Turkey a favorite with neighbors, passersby
By Michael Turton
Hamlet, Nelsonville’s celebrity turkey, seems headed for a much better fate than the character for whom he is named.
Slated to be the centerpiece of a Thanksgiving meal, the 2-year-old red bourbon is instead the pride and joy of a Nelsonville couple, Suzy Kee and Dave Mattson.
The gobbler can be seen, almost daily, happily strolling along the shoulder of Main Street on the upper east side of the village.
In true Shakespearean fashion, tragedy preceded the heritage-breed’s carefree life.
A few years ago, Kee and Mattson purchased two red bourbons — a tom, or male, they named Tom, and a hen they called Henrietta. The pair produced two poults, Hamlet and an unnamed hen. Unfortunately, Hamlet’s parents and sister were lost to coyotes.
Kee says that, after seeing Hamlet, neighbors and passersby began stopping in to ask about him and the couple granted him a pardon from ending up as dinner. “We just couldn’t do it,” Kee said.
“He’s been roaming for about a year now,” she said. “We’ve spoken to our neighbors and they think he’s cool,” although he occasionally leaves a deposit on their porches.
She has asked neighbors not to feed Hamlet to ensure he sees their home as his sole source of food and water. His diet includes fruit such as grapes and cherries, vegetables and poultry feed. He also a taste for black soldier fly larvae and other bugs that he grubs in the yard.
This turkey is not lacking in personality.
Kee describes Hamlet as a peeping tom. “If he goes up onto your porch and the screen door is closed, he’ll stand there, peering in at you and your pets,” she said. “He’s a people turkey, he likes following people; he’s a social satellite” who mimics people when they laugh.
Hamlet has his moods. Kee explained that when the skin on his featherless head turns red, it signals anger. When it’s blue, he’s annoyed. When it’s white, he’s outraged.
Mattson said Hamlet sometimes resents being locked in his enclosure at night and clearly displays anger when he is released in the morning. “If you penned him up all day, he’d be miserable,” he said.
Like many pets, Hamlet knows his own name and comes when called.
Dropping in on the neighbors is part of Hamlet’s daily routine. He also often follows pedestrians who happen by on Main Street. On his own, he will wander several hundred yards, including down to the ice cream shop and bakery.
Each night, he sleeps in the same spot inside his enclosure next to the backyard chicken coop. The enclosure, Mattson said, prevents any nocturnal wanderings.
Mattson, who is retired, spends most of his days at home with Hamlet. “He follows me around all day,” he said, whether he’s working in the garden or sitting on the front porch.

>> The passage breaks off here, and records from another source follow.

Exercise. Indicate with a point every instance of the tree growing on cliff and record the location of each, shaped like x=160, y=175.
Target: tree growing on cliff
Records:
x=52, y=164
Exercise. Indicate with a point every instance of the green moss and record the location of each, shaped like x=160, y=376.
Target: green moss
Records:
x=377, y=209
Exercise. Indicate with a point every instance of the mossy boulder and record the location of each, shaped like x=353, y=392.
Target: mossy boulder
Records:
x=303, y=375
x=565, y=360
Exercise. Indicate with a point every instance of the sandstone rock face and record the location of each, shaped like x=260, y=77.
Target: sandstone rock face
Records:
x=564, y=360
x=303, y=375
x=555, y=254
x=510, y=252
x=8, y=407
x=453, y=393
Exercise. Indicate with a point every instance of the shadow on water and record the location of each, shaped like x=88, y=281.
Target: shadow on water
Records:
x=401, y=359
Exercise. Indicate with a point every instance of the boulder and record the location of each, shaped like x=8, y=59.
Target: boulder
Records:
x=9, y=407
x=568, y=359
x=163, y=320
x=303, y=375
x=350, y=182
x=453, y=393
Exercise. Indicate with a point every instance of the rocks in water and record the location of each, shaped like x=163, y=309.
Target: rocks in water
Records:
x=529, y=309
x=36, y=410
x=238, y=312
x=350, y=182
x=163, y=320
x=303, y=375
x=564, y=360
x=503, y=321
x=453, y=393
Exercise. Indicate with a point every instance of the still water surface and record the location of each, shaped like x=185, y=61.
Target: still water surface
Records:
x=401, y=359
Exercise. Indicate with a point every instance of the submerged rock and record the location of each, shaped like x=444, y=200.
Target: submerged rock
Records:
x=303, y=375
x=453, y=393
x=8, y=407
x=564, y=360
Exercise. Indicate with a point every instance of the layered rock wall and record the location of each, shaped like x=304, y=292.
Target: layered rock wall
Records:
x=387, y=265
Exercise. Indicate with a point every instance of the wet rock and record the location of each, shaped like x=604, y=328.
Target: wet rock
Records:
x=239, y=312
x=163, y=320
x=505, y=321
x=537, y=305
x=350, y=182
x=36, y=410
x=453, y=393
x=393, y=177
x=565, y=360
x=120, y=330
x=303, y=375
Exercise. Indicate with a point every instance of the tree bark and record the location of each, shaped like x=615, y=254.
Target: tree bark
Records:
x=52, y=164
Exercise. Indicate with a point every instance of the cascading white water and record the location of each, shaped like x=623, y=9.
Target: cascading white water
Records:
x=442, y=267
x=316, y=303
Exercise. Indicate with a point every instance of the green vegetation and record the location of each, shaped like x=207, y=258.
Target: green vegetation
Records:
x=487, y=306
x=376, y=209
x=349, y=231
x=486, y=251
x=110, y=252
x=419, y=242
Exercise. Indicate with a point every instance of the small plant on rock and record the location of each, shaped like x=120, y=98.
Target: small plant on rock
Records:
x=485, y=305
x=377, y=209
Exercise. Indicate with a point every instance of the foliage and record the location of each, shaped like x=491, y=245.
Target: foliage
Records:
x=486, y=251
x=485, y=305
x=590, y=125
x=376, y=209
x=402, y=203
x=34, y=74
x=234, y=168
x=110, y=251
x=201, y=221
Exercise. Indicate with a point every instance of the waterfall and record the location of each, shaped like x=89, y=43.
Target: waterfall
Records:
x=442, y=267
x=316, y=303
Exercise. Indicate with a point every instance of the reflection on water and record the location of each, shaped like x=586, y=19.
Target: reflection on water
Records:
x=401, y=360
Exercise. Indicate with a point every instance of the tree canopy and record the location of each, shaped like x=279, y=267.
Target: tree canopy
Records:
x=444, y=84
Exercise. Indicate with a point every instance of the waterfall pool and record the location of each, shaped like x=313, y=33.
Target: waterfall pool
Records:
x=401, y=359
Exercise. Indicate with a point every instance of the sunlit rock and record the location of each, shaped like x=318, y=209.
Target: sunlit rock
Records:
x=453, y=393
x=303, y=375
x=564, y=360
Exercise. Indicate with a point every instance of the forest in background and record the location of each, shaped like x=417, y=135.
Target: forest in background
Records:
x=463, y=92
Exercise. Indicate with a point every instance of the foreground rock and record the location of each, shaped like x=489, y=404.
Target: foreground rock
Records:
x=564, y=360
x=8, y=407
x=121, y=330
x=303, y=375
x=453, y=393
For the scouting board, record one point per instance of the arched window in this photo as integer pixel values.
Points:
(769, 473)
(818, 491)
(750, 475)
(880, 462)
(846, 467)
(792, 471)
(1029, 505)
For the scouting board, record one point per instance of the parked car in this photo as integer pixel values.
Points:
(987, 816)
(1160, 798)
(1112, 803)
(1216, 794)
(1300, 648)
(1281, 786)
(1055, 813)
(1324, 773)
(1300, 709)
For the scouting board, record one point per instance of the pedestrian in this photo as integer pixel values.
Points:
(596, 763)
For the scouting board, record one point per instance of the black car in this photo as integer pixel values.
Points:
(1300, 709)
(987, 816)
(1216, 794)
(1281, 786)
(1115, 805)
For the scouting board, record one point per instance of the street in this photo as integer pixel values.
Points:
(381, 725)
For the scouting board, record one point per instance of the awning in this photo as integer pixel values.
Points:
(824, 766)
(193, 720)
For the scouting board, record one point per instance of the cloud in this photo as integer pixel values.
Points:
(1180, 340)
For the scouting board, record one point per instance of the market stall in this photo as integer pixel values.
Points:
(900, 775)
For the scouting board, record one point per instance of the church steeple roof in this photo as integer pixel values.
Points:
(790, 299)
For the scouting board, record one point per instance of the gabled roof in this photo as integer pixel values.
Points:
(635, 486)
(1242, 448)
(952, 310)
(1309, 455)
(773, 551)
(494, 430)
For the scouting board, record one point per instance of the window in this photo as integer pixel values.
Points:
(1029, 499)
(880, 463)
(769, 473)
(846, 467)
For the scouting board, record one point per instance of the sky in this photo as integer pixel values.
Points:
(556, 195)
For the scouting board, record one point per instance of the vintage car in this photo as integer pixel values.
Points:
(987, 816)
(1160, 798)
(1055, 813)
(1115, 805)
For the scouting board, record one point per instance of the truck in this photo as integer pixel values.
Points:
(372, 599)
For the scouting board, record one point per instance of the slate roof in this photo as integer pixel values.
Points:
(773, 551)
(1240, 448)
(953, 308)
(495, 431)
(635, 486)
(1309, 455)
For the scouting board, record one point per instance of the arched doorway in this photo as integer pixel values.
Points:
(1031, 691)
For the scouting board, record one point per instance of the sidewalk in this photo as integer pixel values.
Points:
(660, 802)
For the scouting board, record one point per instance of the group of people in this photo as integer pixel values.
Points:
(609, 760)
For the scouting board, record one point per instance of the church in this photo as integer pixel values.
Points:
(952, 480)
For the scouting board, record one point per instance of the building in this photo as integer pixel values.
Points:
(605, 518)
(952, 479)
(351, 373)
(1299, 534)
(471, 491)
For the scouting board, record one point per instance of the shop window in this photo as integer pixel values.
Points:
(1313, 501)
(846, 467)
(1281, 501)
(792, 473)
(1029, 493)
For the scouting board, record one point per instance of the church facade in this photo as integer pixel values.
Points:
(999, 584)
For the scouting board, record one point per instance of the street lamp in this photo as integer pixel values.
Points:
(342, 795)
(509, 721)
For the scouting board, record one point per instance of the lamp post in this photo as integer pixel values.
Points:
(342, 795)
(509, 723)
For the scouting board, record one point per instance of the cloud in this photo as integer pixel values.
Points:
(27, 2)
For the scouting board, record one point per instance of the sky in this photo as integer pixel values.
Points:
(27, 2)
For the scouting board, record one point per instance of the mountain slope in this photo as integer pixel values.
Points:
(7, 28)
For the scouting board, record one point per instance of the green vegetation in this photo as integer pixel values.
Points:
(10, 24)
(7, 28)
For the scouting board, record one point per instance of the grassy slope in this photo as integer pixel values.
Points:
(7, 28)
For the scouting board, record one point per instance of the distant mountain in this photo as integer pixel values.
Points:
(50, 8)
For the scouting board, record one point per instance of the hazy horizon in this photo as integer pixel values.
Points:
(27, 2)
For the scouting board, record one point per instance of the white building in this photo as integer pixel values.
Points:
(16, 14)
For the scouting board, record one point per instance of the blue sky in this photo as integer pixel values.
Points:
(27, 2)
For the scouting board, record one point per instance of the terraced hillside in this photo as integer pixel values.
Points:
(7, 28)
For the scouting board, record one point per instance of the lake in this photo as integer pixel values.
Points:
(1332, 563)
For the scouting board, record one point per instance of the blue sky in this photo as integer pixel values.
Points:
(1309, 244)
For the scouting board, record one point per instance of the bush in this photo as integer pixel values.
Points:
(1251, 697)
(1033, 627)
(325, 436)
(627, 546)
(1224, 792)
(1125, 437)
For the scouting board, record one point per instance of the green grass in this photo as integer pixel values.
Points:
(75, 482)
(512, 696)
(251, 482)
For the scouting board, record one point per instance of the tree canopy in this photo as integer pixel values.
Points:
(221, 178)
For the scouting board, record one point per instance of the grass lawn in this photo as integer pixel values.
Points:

Mattson and Kee are not overly concerned about traffic hazards. “We have two Turkey Crossing signs,” Kee noted, adding that people stop up to five times a day to have a closer look at their pet. Often, she said, cars will slow, with the occupants shouting a greeting as the turkey waddles down the road. “We just wish people wouldn’t drive 40 miles an hour.”
Mattson said Hamlet never darts onto the road. “He’s a slow walker.” He laughed recalling a resident who expressed concern about a photo posted on Facebook of Hamlet standing in the middle of the road.
“What they failed to see,” Mattson said, “was he had just helped an elderly woman across the road and was on his way home.”
Spotting Other Turkeys
The state Department of Environmental Conservation has issued a call for citizen scientists to help count wild turkeys.
The DEC has conducted the count since 1996 to track populations and estimate the number of poults. It noted that weather, predation and habitat conditions during breeding and rearing seasons can significantly impact nest success, hen survival and poult survival. The index allows the DEC to gauge reproductive success and predict the harvest numbers for turkey hunting season in the fall.
During the month of August, survey participants are asked to record the sex and age composition of flocks they see. Visit dec.ny.gov for more information.
Hamlet is fortunate to have ended up as a pet. Kee said red bourbons are considered “the epicurean epitome” of flavorful turkey. “Dressed, he would go for about $12 a pound,” she said. Red bourbon toms can weigh up to 33 pounds, and hens 18 pounds.
Hamlet’s fame may soon be even greater. Kee and Mattson have entered him in the poultry competition (red bourbon division) at the 174th annual Dutchess County Fair, which begins Aug. 20 in Rhinebeck.